Joyo menatap mereka satu-satu. “Kalian akan tahu. Karena sejarah akan menunjukkan jalannya. Tapi kalian harus mau mendengarkan. Bahkan jika suara itu muncul di tempat yang tak kalian duga. Di reruntuhan, di bisikan anak kecil, atau dalam mimpi yang tak masuk akal.”
Dia mulai berpendar, tubuhnya semakin transparan. Kabut berubah warna keperakan. Lembah Bada mulai kembali ke bentuk aslinya. Dingin. Diam. Tapi... bukan hampa. Seperti habis dipenuhi sesuatu yang terlalu besar untuk dijelaskan.
“Zwarte Sol akan bergerak cepat. Mereka tahu waktu mereka terbatas. Tapi kalian... kalian punya keuntungan.”
“Apa itu?” tanya Dira.
Joyo tersenyum kecil.
“Kalian bukan sendirian.”
Dalam sekejap, sosoknya menghilang. Kabut mengalir naik ke langit dan sirna seolah tertarik oleh kekuatan tak kasat mata.
Yang tersisa hanyalah lembah yang sunyi. Dan tiga orang yang diam dalam keheningan yang terasa terlalu berat untuk dibicarakan.
---
Butuh waktu beberapa menit sebelum ada yang bicara.
Bagas akhirnya membuka suara duluan. “Gue nggak tahu harus takut... atau semangat.”
Dira menatap tangannya. “Gue rasa... keduanya.”
Yuni berjalan pelan ke arah tempat Joyo tadi berdiri. Di tanah, ada bekas cahaya samar membentuk lambang berbentuk segitiga, dengan garis melingkar di tengah.

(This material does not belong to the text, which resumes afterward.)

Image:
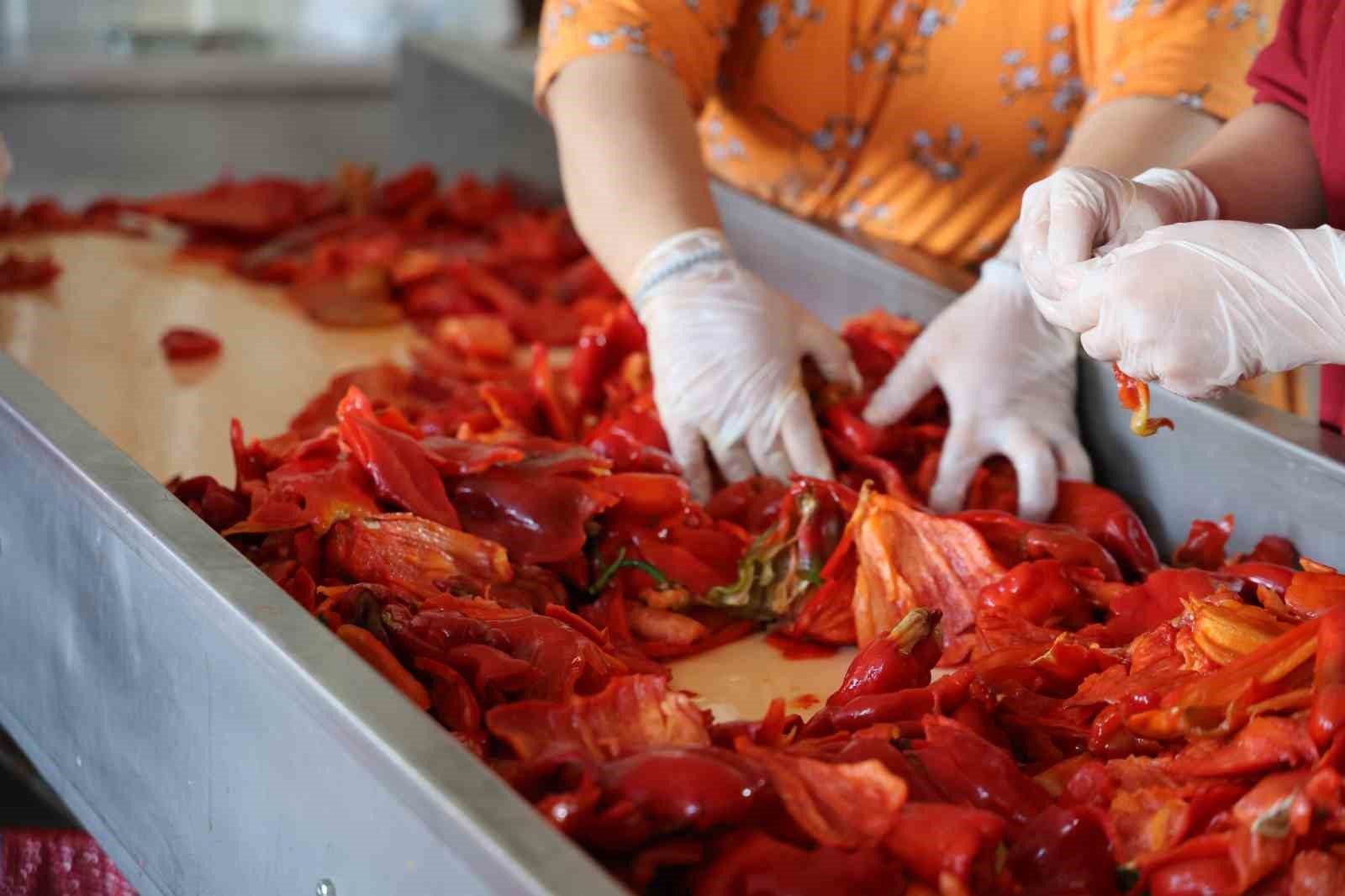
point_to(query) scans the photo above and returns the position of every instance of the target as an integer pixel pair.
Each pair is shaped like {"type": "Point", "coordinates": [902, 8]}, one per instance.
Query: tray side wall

Dia jongkok, menyentuh lambang itu. “Mereka pernah menyegel Van Rijk di sini. Tapi sekarang udah rusak.”
“Jadi... kita harus perbaiki segelnya?” tanya Bagas.
Yuni berdiri. “Enggak. Kita harus lebih dari itu.”
“Lebih?”
“Jangan cuma jadi generasi yang memperbaiki. Kita harus jadi generasi yang memutus. Yang menghentikan pola. Yang nggak cuma ngelawan… tapi ngerti kenapa harus ngelawan.”
Dira menatapnya lama. “Lo percaya kita bisa?”
Yuni menatap balik. “Kalau bukan kita, siapa lagi?”
Angin berhembus pelan. Kabut tipis tersisa berputar lembut, seolah Joyo Mataram masih mendengarkan dari balik batas dunia.
Dan di kejauhan, terdengar suara retakan batu.
Dira menoleh cepat. “Apa itu?”
Mereka semua menatap ke sisi tebing. Retakan itu bukan alami. Batu di sana membentuk garis lurus—terlalu simetris untuk terjadi sendiri. Lalu... cahaya biru keluar dari sela-selanya.
Yuni meraih senjatanya lagi.
“Kayaknya... kita belum selesai di sini.”
Bersambung.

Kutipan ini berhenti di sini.